The user sees a page that looks correct but where buttons do nothing and forms don't submit.

How to catch it: Again, visual monitoring alone doesn't fully catch this one - a hydration failure might not visually change the page. What you really need here is headless browser monitoring that actually interacts with the page, not just screenshots it. But visual monitoring at least catches the cases where hydration failures cause visible layout breaks or blank sections.

4. Visual regressions from deploys

This one is subtle and often dismissed until it bites you.

You deployed a CSS change that seemed harmless. Or bumped a dependency. Or refactored a component. The page still loads, still returns 200, still has all the right content in the DOM. But something looks different - a font changed, a button moved, a section collapsed, a layout broke on certain viewport widths.

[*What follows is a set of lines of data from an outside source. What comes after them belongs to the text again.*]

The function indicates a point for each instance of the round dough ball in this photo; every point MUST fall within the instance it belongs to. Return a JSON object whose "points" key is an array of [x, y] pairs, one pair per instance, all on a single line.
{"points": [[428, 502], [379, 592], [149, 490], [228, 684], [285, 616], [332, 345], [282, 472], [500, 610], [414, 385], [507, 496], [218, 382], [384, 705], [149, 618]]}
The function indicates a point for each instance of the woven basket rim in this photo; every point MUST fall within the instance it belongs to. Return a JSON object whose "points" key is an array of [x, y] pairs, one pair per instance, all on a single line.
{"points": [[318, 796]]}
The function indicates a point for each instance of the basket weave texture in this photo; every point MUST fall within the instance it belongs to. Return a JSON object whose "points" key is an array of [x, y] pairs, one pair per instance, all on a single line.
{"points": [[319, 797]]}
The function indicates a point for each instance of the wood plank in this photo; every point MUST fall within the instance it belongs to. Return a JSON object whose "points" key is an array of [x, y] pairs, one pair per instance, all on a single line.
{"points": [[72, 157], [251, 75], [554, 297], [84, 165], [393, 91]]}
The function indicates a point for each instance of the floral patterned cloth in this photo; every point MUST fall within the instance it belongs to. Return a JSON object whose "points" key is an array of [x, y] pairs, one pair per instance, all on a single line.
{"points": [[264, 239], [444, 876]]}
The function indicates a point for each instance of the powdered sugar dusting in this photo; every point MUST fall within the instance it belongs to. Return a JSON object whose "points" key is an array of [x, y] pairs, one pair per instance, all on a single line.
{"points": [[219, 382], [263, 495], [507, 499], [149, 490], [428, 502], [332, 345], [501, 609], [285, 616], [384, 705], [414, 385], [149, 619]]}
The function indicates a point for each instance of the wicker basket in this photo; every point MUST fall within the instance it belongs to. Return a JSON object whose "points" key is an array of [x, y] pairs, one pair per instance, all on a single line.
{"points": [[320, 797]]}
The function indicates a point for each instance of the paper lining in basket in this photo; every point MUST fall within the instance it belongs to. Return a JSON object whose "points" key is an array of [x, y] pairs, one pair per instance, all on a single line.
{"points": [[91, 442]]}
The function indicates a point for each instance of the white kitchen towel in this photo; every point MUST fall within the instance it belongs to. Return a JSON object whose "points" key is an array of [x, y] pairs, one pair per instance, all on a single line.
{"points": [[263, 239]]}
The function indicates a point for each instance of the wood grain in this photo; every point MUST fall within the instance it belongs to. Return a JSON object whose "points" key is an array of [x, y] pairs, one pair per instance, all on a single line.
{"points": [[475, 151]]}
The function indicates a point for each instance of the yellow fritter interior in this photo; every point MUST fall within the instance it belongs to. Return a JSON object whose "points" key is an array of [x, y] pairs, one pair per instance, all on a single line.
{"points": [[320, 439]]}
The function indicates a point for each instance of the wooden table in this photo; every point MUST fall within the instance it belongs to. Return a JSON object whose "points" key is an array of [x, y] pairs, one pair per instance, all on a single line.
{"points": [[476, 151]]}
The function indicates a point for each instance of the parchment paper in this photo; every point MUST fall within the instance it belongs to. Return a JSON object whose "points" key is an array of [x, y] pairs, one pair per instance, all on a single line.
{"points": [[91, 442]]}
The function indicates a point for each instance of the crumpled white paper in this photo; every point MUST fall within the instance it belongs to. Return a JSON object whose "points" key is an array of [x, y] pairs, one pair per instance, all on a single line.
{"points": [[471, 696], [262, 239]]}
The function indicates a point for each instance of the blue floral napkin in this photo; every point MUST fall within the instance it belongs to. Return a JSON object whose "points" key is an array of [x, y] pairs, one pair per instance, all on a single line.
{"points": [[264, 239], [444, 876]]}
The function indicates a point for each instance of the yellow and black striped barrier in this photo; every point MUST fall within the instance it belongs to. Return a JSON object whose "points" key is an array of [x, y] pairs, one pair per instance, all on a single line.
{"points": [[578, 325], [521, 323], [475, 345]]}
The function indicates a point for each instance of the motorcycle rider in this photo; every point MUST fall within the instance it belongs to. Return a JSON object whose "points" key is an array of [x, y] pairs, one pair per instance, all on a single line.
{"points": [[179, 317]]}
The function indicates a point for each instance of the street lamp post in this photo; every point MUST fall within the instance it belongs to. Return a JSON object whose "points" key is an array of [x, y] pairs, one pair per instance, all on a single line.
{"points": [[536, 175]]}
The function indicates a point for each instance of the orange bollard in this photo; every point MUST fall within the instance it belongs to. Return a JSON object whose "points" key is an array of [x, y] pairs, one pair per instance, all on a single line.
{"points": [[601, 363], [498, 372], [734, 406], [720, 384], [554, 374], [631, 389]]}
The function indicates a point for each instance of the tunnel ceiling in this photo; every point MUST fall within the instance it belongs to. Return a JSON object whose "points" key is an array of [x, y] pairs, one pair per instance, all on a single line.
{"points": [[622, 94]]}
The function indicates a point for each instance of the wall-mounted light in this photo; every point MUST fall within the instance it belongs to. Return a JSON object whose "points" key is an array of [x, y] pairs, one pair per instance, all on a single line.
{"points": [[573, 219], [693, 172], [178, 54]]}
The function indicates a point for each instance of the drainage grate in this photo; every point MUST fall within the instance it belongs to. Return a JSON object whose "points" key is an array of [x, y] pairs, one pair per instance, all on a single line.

Maybe it's minor enough that you don't notice it in manual testing. Maybe it's only visible at certain screen sizes you didn't test. Maybe it's on a page that isn't part of your standard QA flow.

Users notice. Users get confused. Users don't convert. And nobody knows why conversion dropped 15% last Tuesday because it's not in any error log - it wasn't an error, it was just wrong.

How to catch it: This is exactly what visual diffing is built for. Take a screenshot before and after every deploy, compare them, and require a human to approve any visual change before it goes to production. This is what end-to-end visual testing tools like Percy do for CI, and what visual uptime monitoring does for production.

The key distinction: CI visual tests run on your test environment before deploy. Production visual monitoring catches the regressions that slip through - the ones that only appear with real data, real CDN behavior, or real third-party scripts.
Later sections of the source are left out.